Há uma espécie de mal-entendido instalado no imaginário: o de que escritor é alguém que publica. Como se o status se constituísse do lado de fora da frase — no catálogo da editora, no ISBN, no convite para a mesa de debates. Mas a literatura não nasce quando o livro chega à livraria. Ela nasce no momento em que alguém encontra um modo singular de pensar através da linguagem. O escritor não é definido pela chancela que recebe, mas pela relação que estabelece com a própria escrita.

E é aí que a escrita criativa aparece como elemento central do nosso tempo. Ela não existe para ensinar truques de narrativa ou para formar profissionais de mercado. Ela existe para dar a qualquer pessoa o direito de produzir a própria voz. Não se trata de técnica para conquistar prestígio. Trata-se de técnica para conquistar presença. A escrita criativa é o espaço em que alguém assume a responsabilidade de construir sua própria linguagem — e isso, em si, já é literatura em potência.

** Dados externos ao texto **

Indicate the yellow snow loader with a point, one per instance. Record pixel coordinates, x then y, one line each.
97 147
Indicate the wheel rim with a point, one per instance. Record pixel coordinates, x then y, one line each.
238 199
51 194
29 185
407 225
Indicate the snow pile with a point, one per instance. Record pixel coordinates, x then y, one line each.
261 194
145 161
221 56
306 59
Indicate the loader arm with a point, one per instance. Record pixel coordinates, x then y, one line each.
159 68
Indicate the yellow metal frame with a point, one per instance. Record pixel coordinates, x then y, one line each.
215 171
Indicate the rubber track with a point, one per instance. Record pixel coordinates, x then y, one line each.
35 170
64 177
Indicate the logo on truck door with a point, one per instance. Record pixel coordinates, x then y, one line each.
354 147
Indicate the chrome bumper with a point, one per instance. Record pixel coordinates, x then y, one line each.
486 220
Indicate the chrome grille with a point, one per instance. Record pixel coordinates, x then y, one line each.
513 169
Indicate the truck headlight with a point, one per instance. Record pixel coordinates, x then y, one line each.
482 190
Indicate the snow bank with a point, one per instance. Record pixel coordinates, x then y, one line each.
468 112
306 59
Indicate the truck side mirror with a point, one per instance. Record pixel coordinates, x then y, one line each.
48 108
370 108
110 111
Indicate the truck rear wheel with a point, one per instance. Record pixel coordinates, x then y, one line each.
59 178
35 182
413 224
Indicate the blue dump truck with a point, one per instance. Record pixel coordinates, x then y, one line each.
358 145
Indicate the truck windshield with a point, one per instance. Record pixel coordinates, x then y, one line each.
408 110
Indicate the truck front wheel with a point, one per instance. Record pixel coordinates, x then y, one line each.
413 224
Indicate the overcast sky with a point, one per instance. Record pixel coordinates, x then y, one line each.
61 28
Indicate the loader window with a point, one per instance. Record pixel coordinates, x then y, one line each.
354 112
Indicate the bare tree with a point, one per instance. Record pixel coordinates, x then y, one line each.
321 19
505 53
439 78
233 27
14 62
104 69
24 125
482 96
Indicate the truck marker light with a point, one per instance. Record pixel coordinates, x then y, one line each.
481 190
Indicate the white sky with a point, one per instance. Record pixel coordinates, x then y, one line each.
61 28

Pense em alguém que escreve diariamente, mesmo sem publicar uma linha sequer. Alguém que anota ideias no celular, que revisa parágrafos em silêncio, que volta ao texto como quem retorna a uma casa interior. Essa pessoa não precisa do reconhecimento externo para existir como escritora. Precisa apenas da continuidade de escrita que sustenta sua própria consciência. O reconhecimento, quando vem, é sempre posterior. O que define o escritor não é o mercado: é o texto.

A pergunta “quem decide o que é literatura?” costuma ser feita como se houvesse um tribunal invisível definindo o que entra ou o que fica de fora. Mas a literatura não se deixa capturar por essa estrutura. Ela se realiza quando o leitor sente que algo ali o desloca, o atravessa, o transforma. E esse efeito não depende de selo, nem de prateleira, nem de prêmios.

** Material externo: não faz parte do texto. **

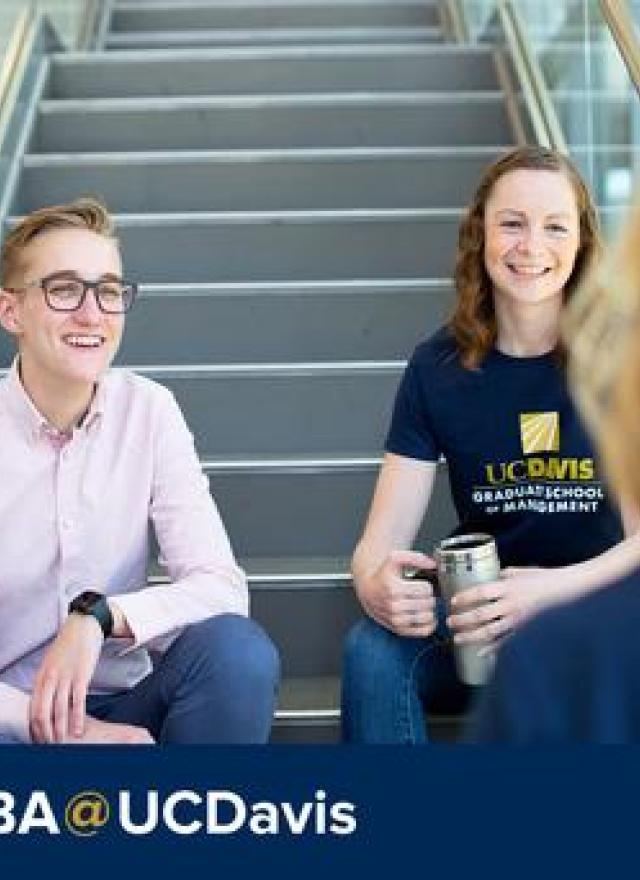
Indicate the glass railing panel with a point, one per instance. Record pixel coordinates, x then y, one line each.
595 100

Escritor é quem encontra uma voz e a sustenta na página. Escritor é quem precisa escrever para existir. Escritor é quem insiste na frase como lugar de pensamento, mesmo sem plateia. A escrita criativa apenas dá nome a esse processo. O escritor de verdade não é o que espera alguém autorizar sua identidade. É o que escreve. E continua escrevendo. Porque é ali — e só ali — que sua vida encontra forma.